- Associated Press - Wednesday, June 1, 2016

SHERIDAN, Wyo. (AP) - Imagine living with a stranger. Sharing your kitchen, your living room and your bathroom with somebody who doesn’t really know you. It is awkward; it’s frustrating; and it can be exhausting.

For many who are caregivers to individuals with dementia, life resembles living with a stranger. Maybe not at first, but as months and years go by, the person you married or the person who raised you begins to disappear.

Sara Ary, 77, has been caring for her husband, Leo, for several years, the Sheridan Press reported (http://bit.ly/1UbfKJj).

Forgetful

Ary said her husband’s symptoms started small. He was forgetful, and he couldn’t remember things she told him. He sometimes couldn’t remember where he was, and Ary said he steadily declined from there.

The couple has already experienced many of the milestones of dementia. Ary took away her husband’s keys so he couldn’t drive anymore. Sometimes, Ary said her husband seems to travel back in time. He’ll ask where one of the couple’s dogs went, but the dog had died. Every now and then, despite 30 years of marriage, Ary’s husband mistakes her for his sister or doesn’t recognize her at all.

“I knew it would happen eventually,” Ary said fairly matter-of-factly about what could have been a heartbreaking advancement of her husband’s disease.

As the Alzheimer’s progressed, Ary has found that she cannot leave her husband home by himself. He has started to leave the house and wander. So she bought a GPS device that she puts in his wallet. It allows her to track his whereabouts from her phone. She’s already had to use it more than once.

Progressing frustration

Ary and her husband always picked on each other. They’d joke around and tease. But as his dementia progressed, the teasing grew more biting.

“He puts me down a lot,” Ary said. “He will pick at me, but now I wonder if that’s what he thought all along.”

The stress and the frustration have worn on Ary. About a year ago, her doctor prescribed her an antidepressant.

“I was just getting really angry,” Ary said. “We started with a small dose and we’ve upped it once.”

Ary said she thinks she’s coping well, though. She ensures she has time for herself during the week. She attends a caregivers’ support group, takes time to run errands on her own and participates in a bowling league.

Occasionally, too, she takes advantage of the Day Break adult day care program at the Sheridan Senior Center.

But the frustration Ary feels never fully disappears. She said it comes from having to repeat herself over and over again. It comes from not being able to go do the things they and she used to do.

“The whole situation is just frustrating,” Ary said. “Here you have this man who was quite capable and now, you know, he’s lost in his own house.”

Finding a community

Ary said finding a community in a caregiver support group through the Sheridan Senior Center has helped with the pressures of care giving. Support groups and bowling give her an escape.

She doesn’t attend the caregiver group every week, but she goes as consistently as she is able.

“The hardest thing is, there’s nobody to talk to,” Ary said about being a caregiver for somebody with dementia. “I used to bounce everything off of him. But, now I can’t do that.”

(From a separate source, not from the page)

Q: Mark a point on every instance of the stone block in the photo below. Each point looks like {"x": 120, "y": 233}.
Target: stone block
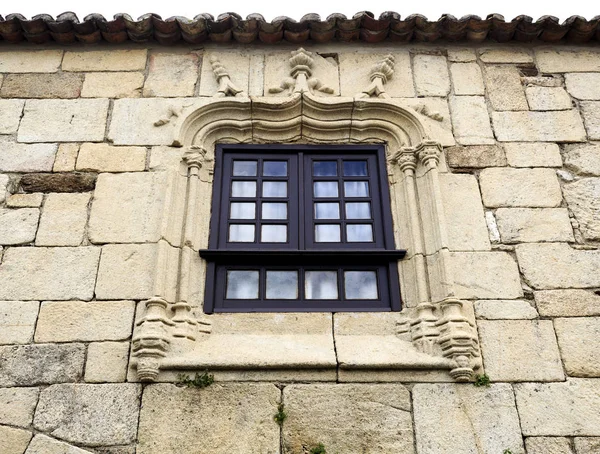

The caregiver support groups, though, help Ary do just that. The members of the group talk through what is happening in their lives and with their loved ones. They offer advice and discuss issues without judgment.

At a meeting of the group in April, Ary mostly listened in while others shared the happenings of the week. One attendee noted that she got a full night’s sleep the night prior - that made it a good week in her mind. Another shared that his wife had started misplacing things, putting towels in the refrigerator and her purse in the freezer. Another attendee noted that her spouse started going outside to relieve himself. He was a farmer, she explained, and was used to just standing behind the tractor in a field.

The meeting was full of laughter. “What else can you do?” attendees would shrug.

At one point, though, a woman shared that she had lost her cool with her spouse. She noted her guilt for “blowing her stack.” She apologized a few minutes later to her husband, but he didn’t know what she was apologizing for. Still, she said, she didn’t like losing control. And, while her husband didn’t remember the incident, the feelings didn’t disappear as quickly for her.

There were tears. The group shared frustrations and sadness. But they didn’t dwell on those.

As one attendee noted, “If you dwell on the negative, which is so easy to do because it is so present and it’s so there, you miss the high points. You have to grab those.”

Mostly, though, the groups are a safe space to share their feelings and ask questions of others going through similar circumstances.

“We need to talk about it,” Ary said of the conversations. “At least we know that we’re not the only ones in the world going through this because I was sure I was.”